Aptitude - Alligation or Mixture - Discussion

From where did you get 1/8 in finding the final result?

How we find the % of thing?

There has to be a direct formula for this.

Anyone has it?

Mean litre, m = (l+s)/2.
m = 4.

Proportion x = (l-m)/l.
x = 5-4/5.
x = 1/5.

Pure and Simple.

I cannot understand. Its so difficult for me. Please explain in another way.

Let there be 8 liters of solution, in which 3/8 liter be water and 5/8 lt be syrup. As we can see syrup is more than water so of course some syrup is to be replaced with water. As it is a solution and we can't remove only syrup or water so we have to remove the whole solution and replace it with water.
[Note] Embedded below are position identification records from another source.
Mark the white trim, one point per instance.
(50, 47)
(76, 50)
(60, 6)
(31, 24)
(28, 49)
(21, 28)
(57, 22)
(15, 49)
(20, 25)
Now using ratio and proportion (5-(5x/8))/(3-(3x/8)+x) = 1/1.

As some part of syrup will be removed we also have to remove water as i have told that we are replacing some part of whole solution with water thats why we are subtracting 5x/8, 3x/8 from numerator and denominator respectively, now after removing solution we have add equal quantity of water thats why we will add water in denominator which will be equivalent to the quantity of the solution removed i.e 5x/8+3x/8=x. On the RHS side value will be as we want both the syrup and water in same proportion i.e 1/1.

1. Let volume of vessel be x.

Now the ratio is 3:5 initially.
(3/8)x water and (5/8)x syrup.

2. Now let y liter of mixture drawn off.

Means now {(3/8)x - (3/8)y} water and {(5/8)x - (5/8)y} syrup in remaining mixture.

3. Now y liters of water mix to make the equal quantity of both water and syrup,

Then, 3/8(x-y)+y = 5/8(x-y),
y = 1/5x.

What is the another way to solve this problem even more easier?

Can anyone solve this equation for me?

3-3x/8+x = 5-5x/8

Let there be 1kg of mixture with water concentration 3/8 i.e. 3/8 kg water present.

X kg mixture is removed so water removed = 3X/8.

Now X kg pure water is added.

In the required mixture water = 1/2 kg. So balancing over water.

3/8 " 3X/8 + X = 1/2 solving we get X = 1/5.